Innerhalb von Augenblicken war der Ford von Agenten des FBI und der DEA umgeben. Die hintere Tür wurde aufgerissen, Handschellen um Aranjuez Gelenke gelegt.
Mir fiel das Schlauchboot auf, dessen Insassen zuvor so getan hatten, als ob sie Rostprimer an das Heck des Schrottfrachters streichen würden.
Der Außenborder heulte auf. Das Boot schnellte einige Meter über die Wasseroberfläche, stoppte dann mit schäumender Heckwelle.
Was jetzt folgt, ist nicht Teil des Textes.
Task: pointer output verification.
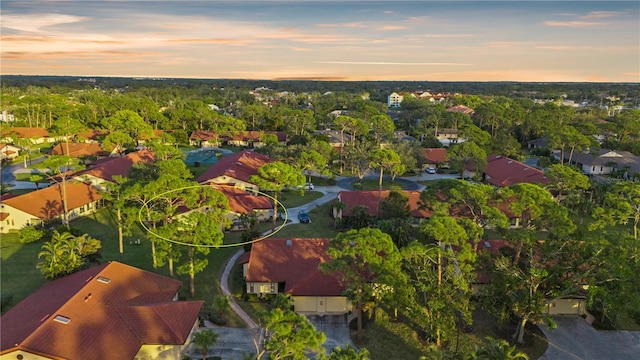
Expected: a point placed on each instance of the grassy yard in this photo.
(372, 184)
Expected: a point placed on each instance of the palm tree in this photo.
(56, 256)
(203, 339)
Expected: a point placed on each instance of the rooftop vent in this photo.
(61, 319)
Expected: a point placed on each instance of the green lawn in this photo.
(372, 184)
(18, 274)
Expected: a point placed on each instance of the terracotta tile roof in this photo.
(77, 150)
(26, 132)
(91, 134)
(461, 108)
(46, 203)
(435, 155)
(369, 199)
(295, 263)
(241, 166)
(502, 171)
(244, 202)
(101, 325)
(117, 165)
Der Angler mit dem Geldkoffer wurde an Bord geholt.
Der Motor heulte wieder auf. Das Boot ging vorne in die Höhe, brauste über die Wasseroberfläche davon.
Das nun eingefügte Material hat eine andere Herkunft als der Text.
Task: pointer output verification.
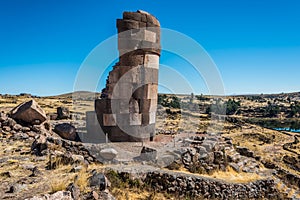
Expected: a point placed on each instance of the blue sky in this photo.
(254, 44)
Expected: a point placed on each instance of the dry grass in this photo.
(232, 176)
(137, 194)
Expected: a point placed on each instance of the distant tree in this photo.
(294, 110)
(272, 110)
(175, 102)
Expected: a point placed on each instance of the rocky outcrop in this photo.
(127, 108)
(66, 131)
(108, 153)
(62, 195)
(63, 113)
(196, 187)
(29, 112)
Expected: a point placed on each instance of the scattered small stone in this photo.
(108, 153)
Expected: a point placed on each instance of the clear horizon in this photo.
(255, 45)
Eine Megafonstimme forderte die Flüchtigen auf, sich zu ergeben.
Die Antwort kam in Blei.
Einer der Bootsinsassen holte plötzlich eine MPi hervor und feuerte in unsere Richtung.
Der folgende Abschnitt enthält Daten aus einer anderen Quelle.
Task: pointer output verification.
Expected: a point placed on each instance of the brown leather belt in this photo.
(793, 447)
Ziemlich ungezielt allerdings. Die Schüsse gingen ins Nichts. Milo und ich rannten bis zur Kaimauer, legten an und feuerten mit unseren SIGs.
Ich hatte höllische Schmerzen beim Atmen, riss mich aber zusammen.
Eine Kugel traf die Außenhülle des Schlauchboots. Mit einem lauten Knall platzte die Luft aus einer der Kammern heraus. Das Boot bekam in voller Fahrt Schlagseite, lief voll Wasser. Der falsche Angler wurde aus dem Boot herausgeschleudert.
Eine Hand krallte sich dabei um den Griff des Geldkoffers.
Noch.
Wahrscheinlich würden Kollegen von uns dieses Beweismittel am Ende mühsam auf dem Grund des Hudson suchen müssen.
Von Süden her näherte sich ein Schnellboot der Hafenpolizei. Die Flucht des Anglers und seiner Helfer war auf jeden Fall vorbei, ihr Boot nicht mehr manövrierfähig. Die Gangster klammerten sich an die verbleibenden Luftkammern, um sich über Wasser zu halten.
Milo senkte die SIG und wandte sich an mich. "Geht's, Jesse?"
Ich atmete tief durch. "Ging schon mal besser." Ich zog die Arbeitsjacke aus und öffnete die Kevlar-Weste. Vorsichtig begann ich damit, meinen Oberkörper zu betasten. "Eine Kugel habe ich definitiv nicht abbekommen!", sagte ich.
"Du wirst mit Sicherheit ein paar große blaue Flecken davontragen!"
"Ich hoffe nur, dass keine Rippe gebrochen ist!"